Blue Line recently ran gas lines for an office complex with warehouses in American Fork, Utah, running MegaPressG lines to each of the 22 units. There is also a two-inch water main in ProPress, about 1,000 feet long with tees and ball valves, providing water to each unit.

Using Viega products made it all possible.

“With the economy in Utah being one of the top in the country, and projects lined up, we were in a time constraint and needed to save four or five days on this installation,” explained Bryce Mannek, President of Blue Line. “We figure that using Viega saved us at least two weeks, being able to just cut the pipe and press.”

Mannek said one of his workers, Carl Rich, who did the installation in the complex, has been plumbing since the 1970s, so he was very accustomed to threading each individual joint. He said Rich was skeptical about using Viega, but after about an hour of cutting and pressing, Rich was sold on the system.

Similarly, Mannek was sold on Viega last fall. He met with Viega District Manager Marty Ellis, who showed him the press guns and advantages to Viega technology.

“Basically, I first thought, ‘Wow, this looks so easy,’” Mannek said. “Time is of the essence in Salt Lake City, and Marty had come out to do a demo. I borrowed a press gun from him and got the materials; and on a project in Herriman that

I thought was going to take about a week, we did it in two days. It saved us a ton of time.”

That was all it took for Mannek to jump on board with Viega. He’s purchased several press guns, and his crew (about 15 workers) has been trained by Ellis. Mannek said, “Everything we do is some sort of press.” No more soldering, brazing or threading for the Blue Line crews.

When Mannek came onto the office complex project in American Fork, he pushed for the use of MegaPressG and ProPress.

“I approached the owner and let him know that I had a way of saving him some time to get the project done quicker,” he said. “We did some research, showed him some other projects, and got the mechanical engineer involved. He approved [using Viega], and we went and installed it.”

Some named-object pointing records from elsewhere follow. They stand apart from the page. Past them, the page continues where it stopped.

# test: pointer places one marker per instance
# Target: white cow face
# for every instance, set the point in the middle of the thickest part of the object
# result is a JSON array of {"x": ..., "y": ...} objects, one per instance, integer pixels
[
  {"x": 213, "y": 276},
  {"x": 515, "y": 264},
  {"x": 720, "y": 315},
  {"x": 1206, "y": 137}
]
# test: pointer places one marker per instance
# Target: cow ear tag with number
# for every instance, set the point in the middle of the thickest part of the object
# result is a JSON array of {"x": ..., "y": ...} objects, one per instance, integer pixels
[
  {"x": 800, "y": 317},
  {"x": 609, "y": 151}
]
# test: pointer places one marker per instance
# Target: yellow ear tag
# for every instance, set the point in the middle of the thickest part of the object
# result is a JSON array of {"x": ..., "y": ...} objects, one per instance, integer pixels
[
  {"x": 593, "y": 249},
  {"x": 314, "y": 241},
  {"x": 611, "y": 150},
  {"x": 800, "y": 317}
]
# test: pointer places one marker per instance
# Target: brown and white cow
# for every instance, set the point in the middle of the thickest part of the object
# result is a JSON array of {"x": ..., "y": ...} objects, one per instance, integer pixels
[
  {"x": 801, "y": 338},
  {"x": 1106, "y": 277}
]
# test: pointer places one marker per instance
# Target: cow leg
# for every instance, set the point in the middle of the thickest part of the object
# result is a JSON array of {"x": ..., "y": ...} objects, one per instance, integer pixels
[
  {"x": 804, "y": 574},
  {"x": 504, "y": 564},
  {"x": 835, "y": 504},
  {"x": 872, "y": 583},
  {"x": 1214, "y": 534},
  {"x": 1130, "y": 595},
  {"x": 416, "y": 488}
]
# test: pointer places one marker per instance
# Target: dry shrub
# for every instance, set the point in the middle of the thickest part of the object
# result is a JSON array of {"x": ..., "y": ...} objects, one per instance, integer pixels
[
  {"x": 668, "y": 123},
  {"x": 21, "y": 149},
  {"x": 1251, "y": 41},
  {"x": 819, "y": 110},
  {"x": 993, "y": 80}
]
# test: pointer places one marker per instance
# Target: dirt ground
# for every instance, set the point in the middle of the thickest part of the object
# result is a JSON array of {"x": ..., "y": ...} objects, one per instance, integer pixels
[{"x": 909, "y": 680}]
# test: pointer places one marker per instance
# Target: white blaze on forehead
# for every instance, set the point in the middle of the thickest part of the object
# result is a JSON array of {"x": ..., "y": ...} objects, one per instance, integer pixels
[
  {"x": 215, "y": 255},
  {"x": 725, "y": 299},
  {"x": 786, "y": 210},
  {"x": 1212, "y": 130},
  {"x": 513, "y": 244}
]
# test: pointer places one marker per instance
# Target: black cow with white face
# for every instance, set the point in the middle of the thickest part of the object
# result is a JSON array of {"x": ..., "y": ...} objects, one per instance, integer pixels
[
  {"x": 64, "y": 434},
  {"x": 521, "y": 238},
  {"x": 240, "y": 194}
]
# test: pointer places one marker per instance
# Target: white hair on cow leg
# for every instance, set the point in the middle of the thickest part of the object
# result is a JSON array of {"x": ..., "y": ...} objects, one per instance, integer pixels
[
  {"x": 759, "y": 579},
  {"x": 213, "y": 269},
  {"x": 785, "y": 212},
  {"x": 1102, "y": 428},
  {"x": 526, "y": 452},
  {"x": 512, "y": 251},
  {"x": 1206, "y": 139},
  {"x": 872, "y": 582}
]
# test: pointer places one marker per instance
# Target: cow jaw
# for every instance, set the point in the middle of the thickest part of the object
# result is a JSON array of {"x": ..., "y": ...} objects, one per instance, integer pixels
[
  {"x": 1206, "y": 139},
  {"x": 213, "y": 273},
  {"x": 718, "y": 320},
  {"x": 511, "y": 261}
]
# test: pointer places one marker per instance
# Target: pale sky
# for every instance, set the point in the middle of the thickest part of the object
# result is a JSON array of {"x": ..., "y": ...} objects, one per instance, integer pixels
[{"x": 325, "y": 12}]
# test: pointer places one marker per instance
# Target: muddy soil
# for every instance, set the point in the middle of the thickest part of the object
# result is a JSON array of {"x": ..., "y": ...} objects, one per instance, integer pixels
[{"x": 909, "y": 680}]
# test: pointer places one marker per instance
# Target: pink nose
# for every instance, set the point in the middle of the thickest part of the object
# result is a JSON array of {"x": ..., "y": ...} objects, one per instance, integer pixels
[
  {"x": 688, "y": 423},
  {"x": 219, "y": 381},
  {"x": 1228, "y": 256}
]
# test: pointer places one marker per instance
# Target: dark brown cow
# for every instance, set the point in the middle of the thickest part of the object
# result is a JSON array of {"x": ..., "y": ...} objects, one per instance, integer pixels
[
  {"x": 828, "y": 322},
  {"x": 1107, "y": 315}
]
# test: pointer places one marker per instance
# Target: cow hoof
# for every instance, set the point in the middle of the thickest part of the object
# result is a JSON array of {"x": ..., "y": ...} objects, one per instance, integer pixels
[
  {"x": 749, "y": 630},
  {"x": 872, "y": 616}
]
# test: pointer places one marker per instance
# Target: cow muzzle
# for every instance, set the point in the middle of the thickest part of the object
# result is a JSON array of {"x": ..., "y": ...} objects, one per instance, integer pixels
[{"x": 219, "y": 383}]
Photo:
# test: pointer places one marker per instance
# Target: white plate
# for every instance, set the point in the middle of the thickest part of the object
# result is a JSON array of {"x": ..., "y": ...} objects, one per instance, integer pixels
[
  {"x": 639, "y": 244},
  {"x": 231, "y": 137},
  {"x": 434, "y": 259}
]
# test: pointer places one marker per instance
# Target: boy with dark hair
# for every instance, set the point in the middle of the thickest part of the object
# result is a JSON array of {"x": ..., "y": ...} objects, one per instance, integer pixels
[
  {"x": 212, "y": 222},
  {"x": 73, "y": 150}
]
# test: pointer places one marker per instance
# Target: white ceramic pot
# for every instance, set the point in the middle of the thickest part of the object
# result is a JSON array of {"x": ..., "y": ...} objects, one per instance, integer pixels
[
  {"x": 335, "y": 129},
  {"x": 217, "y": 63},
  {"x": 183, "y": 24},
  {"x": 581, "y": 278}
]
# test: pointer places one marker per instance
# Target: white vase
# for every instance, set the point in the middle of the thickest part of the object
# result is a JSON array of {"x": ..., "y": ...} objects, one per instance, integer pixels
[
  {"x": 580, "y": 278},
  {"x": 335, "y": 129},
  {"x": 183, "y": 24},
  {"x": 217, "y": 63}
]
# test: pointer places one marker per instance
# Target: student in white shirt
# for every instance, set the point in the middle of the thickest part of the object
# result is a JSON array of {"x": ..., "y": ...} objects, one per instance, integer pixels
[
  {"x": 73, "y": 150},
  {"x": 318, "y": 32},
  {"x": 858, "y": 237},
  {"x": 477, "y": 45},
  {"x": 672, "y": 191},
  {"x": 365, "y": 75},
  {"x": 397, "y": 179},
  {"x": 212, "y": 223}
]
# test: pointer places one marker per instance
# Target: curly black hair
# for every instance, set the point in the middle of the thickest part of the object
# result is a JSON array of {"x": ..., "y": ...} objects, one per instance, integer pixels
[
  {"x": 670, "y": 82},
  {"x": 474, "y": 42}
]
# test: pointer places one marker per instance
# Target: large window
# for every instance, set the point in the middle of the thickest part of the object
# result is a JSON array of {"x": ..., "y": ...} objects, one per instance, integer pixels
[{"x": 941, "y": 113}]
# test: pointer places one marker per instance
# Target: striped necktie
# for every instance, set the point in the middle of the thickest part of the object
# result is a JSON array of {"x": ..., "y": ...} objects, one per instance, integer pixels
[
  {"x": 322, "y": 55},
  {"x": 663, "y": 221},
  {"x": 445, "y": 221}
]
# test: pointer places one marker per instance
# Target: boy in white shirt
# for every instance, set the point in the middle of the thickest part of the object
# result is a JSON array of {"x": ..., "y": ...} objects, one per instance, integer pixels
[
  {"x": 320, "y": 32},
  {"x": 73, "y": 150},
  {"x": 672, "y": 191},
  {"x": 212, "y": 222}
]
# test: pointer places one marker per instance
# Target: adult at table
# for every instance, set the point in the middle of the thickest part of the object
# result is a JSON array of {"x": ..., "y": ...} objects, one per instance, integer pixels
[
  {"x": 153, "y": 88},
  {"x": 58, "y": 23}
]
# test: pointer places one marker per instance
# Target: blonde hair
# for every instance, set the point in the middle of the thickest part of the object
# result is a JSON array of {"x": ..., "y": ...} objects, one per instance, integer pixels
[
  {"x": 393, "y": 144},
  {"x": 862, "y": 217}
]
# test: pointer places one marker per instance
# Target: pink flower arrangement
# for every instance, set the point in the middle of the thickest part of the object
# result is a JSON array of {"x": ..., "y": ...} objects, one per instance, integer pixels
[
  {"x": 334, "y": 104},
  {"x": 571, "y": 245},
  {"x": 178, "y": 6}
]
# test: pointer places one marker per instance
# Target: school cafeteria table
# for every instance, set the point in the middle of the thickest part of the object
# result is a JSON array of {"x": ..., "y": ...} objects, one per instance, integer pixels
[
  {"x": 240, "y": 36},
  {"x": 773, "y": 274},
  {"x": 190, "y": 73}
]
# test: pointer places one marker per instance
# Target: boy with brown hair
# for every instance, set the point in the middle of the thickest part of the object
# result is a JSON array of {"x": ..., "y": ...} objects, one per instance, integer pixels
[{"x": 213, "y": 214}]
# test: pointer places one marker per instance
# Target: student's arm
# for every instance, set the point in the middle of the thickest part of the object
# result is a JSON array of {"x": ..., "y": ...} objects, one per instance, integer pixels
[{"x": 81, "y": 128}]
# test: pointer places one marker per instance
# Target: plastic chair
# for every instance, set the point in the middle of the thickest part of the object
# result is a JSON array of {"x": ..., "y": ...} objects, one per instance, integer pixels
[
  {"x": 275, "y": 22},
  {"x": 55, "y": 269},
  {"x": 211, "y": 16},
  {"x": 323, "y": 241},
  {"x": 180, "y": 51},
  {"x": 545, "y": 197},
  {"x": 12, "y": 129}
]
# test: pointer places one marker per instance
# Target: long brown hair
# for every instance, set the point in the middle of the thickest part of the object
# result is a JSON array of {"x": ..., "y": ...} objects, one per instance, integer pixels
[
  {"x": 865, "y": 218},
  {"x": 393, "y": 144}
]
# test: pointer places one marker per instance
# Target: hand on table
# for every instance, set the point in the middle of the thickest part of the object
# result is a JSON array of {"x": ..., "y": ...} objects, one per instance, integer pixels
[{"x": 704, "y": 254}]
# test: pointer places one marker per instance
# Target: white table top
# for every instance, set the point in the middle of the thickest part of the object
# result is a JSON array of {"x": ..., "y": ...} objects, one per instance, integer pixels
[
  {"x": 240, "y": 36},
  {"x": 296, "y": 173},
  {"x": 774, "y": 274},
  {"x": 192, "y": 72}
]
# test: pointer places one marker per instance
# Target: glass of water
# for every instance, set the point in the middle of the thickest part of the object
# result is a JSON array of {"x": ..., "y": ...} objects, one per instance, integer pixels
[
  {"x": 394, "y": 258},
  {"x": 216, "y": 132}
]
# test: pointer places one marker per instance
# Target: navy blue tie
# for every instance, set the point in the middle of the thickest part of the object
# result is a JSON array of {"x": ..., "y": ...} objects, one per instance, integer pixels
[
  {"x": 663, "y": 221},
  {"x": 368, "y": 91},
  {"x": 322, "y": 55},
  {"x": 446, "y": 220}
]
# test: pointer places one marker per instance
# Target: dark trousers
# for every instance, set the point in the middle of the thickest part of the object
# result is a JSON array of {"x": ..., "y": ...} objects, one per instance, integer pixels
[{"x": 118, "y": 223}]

He estimated that there’s about a mile of one-inch pipe in the building, the first of three similar buildings in the same complex.

Mannek said that besides saving time and money using Viega, one of his favorite things is the simple, clean look of the product.

“It looks very professional,” he said. “You can plumb it straight and square. Especially with the copper, you have a clean joint and you don’t have to worry about flux runoff or getting the pipe too hot and discoloring it.

“I had more than 500 joints on this project [in American Fork], and there has not been a single issue with any of them,” he said. “It’s so much faster and so much better.”